Memorial Day יום הזיכרון

Tonight Yom HaZikaron, Memorial Day, begins in Israel. I went to the ceremony at the local memorial in Dimona where the entire city had gathered. I walked there with Orr and Mor and we got there a minute before the siren rang. It is a very interesting and, I think, fitting custom. If you're at a memorial, it helps mark the beginning and sets a very somber tone; but if you're not a memorial and if you're making an effort not to commemorate the day, you are forced to because the siren can't be ignored.

The ceremony began with with prayers read by the Chief Rabbi of Dimona and another important local rabbi (who happened to be an American oleh). As the Chief Rabbi read the prayer for Gilad Shalit, his voice began to falter and he had trouble maintaining his composure.

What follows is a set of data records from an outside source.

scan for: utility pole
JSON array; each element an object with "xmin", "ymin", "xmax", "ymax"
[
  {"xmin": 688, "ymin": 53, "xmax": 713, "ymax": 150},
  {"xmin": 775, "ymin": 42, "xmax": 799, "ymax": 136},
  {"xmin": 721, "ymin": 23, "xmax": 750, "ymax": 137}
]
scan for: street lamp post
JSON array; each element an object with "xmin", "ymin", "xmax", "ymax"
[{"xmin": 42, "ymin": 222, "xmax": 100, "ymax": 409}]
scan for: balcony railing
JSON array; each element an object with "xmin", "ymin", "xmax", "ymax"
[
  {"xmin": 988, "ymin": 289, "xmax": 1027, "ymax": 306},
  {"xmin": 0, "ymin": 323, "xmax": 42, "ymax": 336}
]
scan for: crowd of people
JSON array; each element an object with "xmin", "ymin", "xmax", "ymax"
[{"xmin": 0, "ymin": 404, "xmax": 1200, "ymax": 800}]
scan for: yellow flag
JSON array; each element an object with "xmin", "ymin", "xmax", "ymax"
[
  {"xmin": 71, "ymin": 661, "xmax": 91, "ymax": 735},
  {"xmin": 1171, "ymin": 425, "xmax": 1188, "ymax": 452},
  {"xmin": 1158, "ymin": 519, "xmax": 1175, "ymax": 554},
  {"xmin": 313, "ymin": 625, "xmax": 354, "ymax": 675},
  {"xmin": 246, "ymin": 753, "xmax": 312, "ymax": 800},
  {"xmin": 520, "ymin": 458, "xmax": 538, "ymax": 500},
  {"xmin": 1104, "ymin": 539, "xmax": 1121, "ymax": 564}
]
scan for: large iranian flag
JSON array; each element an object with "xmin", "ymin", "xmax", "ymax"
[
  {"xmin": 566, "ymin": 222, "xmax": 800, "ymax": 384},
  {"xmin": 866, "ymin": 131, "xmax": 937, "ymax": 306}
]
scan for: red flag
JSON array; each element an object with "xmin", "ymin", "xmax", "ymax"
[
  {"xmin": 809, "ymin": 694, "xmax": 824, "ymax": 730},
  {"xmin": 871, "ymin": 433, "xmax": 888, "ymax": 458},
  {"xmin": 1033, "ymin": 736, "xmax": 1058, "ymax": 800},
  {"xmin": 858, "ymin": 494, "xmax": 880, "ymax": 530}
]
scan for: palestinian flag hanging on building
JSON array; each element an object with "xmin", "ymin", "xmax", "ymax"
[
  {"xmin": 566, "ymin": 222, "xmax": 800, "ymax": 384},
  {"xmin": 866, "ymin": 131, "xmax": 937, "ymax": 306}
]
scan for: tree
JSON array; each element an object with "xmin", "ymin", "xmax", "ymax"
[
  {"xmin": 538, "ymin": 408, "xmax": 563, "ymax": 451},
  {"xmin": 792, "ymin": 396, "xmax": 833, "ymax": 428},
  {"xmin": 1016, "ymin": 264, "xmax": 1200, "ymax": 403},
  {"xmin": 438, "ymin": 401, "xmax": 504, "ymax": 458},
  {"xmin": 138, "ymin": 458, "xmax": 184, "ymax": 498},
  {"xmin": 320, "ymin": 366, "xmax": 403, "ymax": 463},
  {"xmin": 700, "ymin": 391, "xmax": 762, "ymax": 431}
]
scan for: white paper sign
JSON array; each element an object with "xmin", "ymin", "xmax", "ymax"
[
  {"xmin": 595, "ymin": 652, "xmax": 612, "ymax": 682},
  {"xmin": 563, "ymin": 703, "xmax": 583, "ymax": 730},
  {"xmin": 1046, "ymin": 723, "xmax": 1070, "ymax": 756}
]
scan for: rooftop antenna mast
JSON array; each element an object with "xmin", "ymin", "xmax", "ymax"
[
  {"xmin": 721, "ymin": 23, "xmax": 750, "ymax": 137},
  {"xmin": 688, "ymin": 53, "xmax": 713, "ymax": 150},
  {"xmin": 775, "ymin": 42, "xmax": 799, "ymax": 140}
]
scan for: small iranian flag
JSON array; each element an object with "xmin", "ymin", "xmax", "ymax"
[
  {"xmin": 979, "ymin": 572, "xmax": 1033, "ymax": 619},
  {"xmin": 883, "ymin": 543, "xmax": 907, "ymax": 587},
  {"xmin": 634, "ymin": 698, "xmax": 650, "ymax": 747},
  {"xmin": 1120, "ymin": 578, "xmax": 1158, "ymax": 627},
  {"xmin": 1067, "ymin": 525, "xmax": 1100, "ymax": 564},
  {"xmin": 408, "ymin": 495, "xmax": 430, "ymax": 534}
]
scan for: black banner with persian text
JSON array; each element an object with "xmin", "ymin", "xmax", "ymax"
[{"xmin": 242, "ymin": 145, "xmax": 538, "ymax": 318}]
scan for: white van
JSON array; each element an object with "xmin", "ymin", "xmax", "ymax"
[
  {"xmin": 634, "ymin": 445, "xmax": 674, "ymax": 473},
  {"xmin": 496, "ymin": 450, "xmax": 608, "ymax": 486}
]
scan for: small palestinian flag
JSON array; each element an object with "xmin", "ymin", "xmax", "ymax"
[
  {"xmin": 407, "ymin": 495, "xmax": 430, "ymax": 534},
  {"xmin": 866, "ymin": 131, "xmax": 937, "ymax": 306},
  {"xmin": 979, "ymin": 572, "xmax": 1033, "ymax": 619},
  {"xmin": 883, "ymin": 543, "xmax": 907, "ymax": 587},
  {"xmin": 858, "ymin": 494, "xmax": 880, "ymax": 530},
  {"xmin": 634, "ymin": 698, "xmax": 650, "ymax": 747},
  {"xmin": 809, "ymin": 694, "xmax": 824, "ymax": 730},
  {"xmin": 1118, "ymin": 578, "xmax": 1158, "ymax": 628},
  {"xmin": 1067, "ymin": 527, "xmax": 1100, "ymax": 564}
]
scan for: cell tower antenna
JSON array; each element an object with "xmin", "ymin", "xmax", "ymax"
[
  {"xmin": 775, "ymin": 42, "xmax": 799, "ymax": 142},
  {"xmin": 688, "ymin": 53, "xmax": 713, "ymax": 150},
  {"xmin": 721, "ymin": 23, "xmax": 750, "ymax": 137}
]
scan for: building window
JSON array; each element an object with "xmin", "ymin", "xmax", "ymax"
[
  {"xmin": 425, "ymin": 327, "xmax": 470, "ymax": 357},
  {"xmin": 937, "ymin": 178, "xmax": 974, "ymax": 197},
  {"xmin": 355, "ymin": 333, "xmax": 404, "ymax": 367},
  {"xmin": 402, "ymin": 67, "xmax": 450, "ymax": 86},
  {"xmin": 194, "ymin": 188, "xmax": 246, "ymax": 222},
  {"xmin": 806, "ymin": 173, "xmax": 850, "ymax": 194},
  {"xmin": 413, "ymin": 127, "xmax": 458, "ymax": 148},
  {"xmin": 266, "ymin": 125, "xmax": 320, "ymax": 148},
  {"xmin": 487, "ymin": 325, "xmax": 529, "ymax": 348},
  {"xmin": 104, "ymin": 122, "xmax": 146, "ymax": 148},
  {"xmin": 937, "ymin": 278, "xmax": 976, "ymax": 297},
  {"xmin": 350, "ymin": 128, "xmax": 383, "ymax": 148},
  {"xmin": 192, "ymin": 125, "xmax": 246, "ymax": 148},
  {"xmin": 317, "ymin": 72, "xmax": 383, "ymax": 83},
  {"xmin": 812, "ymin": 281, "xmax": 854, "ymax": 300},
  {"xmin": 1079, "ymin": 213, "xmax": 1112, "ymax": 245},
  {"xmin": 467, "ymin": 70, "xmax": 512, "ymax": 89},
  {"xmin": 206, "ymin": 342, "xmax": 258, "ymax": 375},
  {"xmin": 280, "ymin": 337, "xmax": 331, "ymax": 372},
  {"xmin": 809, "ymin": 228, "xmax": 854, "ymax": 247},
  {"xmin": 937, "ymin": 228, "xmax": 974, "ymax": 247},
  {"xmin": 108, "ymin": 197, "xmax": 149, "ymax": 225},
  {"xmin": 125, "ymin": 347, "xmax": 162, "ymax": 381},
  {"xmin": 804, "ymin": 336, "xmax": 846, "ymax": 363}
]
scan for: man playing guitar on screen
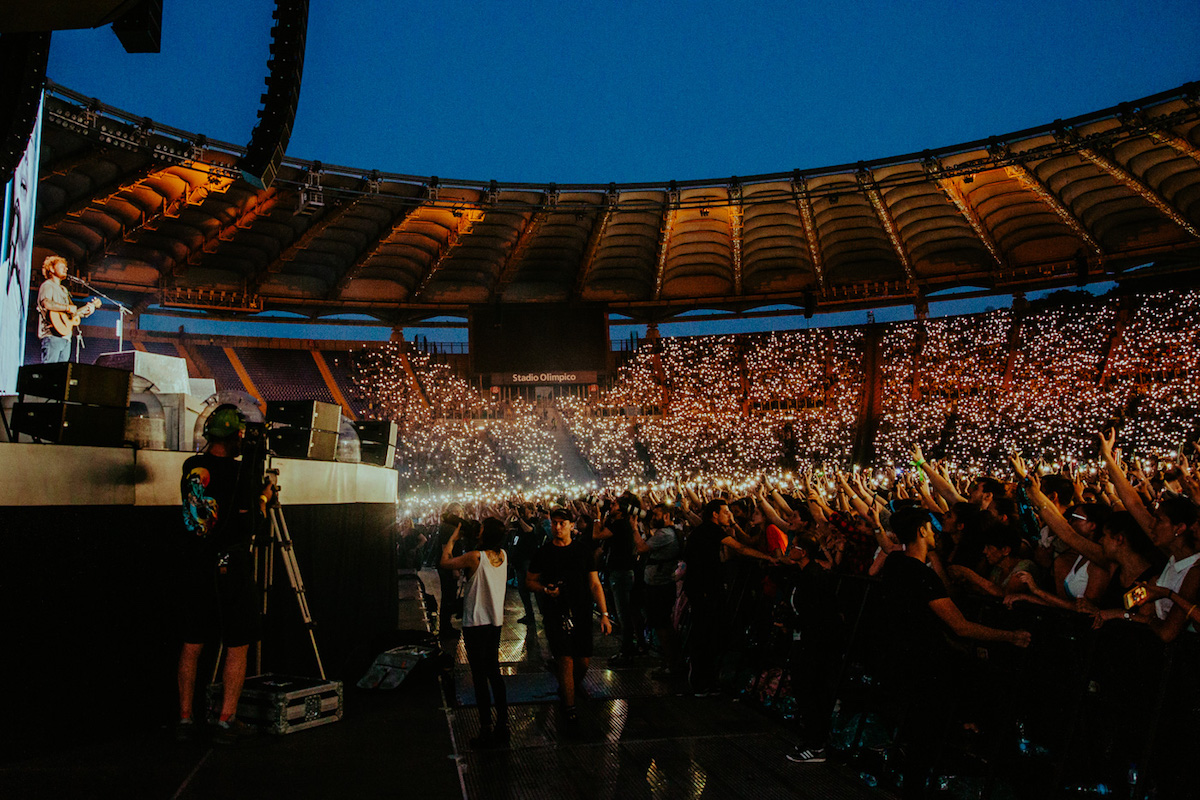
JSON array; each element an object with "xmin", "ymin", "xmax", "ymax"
[{"xmin": 37, "ymin": 255, "xmax": 100, "ymax": 363}]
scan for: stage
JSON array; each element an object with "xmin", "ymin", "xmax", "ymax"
[{"xmin": 0, "ymin": 443, "xmax": 397, "ymax": 756}]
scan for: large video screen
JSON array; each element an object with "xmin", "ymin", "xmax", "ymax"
[
  {"xmin": 0, "ymin": 94, "xmax": 42, "ymax": 395},
  {"xmin": 470, "ymin": 303, "xmax": 608, "ymax": 374}
]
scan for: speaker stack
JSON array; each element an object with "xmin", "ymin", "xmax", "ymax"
[
  {"xmin": 266, "ymin": 401, "xmax": 342, "ymax": 461},
  {"xmin": 11, "ymin": 361, "xmax": 133, "ymax": 447},
  {"xmin": 354, "ymin": 420, "xmax": 398, "ymax": 468}
]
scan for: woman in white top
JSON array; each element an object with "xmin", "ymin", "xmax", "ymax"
[{"xmin": 438, "ymin": 517, "xmax": 509, "ymax": 747}]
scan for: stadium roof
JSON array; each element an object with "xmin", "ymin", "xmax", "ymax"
[{"xmin": 35, "ymin": 77, "xmax": 1200, "ymax": 324}]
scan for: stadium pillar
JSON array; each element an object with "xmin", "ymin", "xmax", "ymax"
[{"xmin": 851, "ymin": 324, "xmax": 883, "ymax": 464}]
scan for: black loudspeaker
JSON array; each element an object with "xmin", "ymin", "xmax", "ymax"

High School girls read poems the pain of loss and the cruelty of time on those who survive the fallen, interspersed with some somber songs. Then they read out the names of everyone from Dimona who died in service or in terrorist attacks since 1948. It took a long time, but everyone stayed where they were and there was complete silence as we all listened. After all the names were read, we stood for HaTikvah.

When we finished HaTikvah and everyone dispersed, some of us walked over to a smaller ceremony for a soldier from Dimona who was recently killed. At the beginning, Noam Shalit, Gilad's father, spoke. It is amazing he still has the ability and strength to go on speaking at events like this after nearly four years. Mourning on memorial day is hard enough, but to be kept in limbo, as the Shalit family has, must be intolerable. To get up in front of everyone and say "גלעד עדיין חי" "Gilad is still alive," is nothing short of amazing.

On our way back home, Stav asked me what I thought about Israeli Memorial Day and how it compared to the American Memorial Day. I told her how it is a shame that in America, unless you were in the army or know someone personally who died, Memorial Day is just a day off from work. It's a day of shopping for sales and going to BBQs. It has lost almost all meaning and it is only in Israel that I ever felt the day truly respected.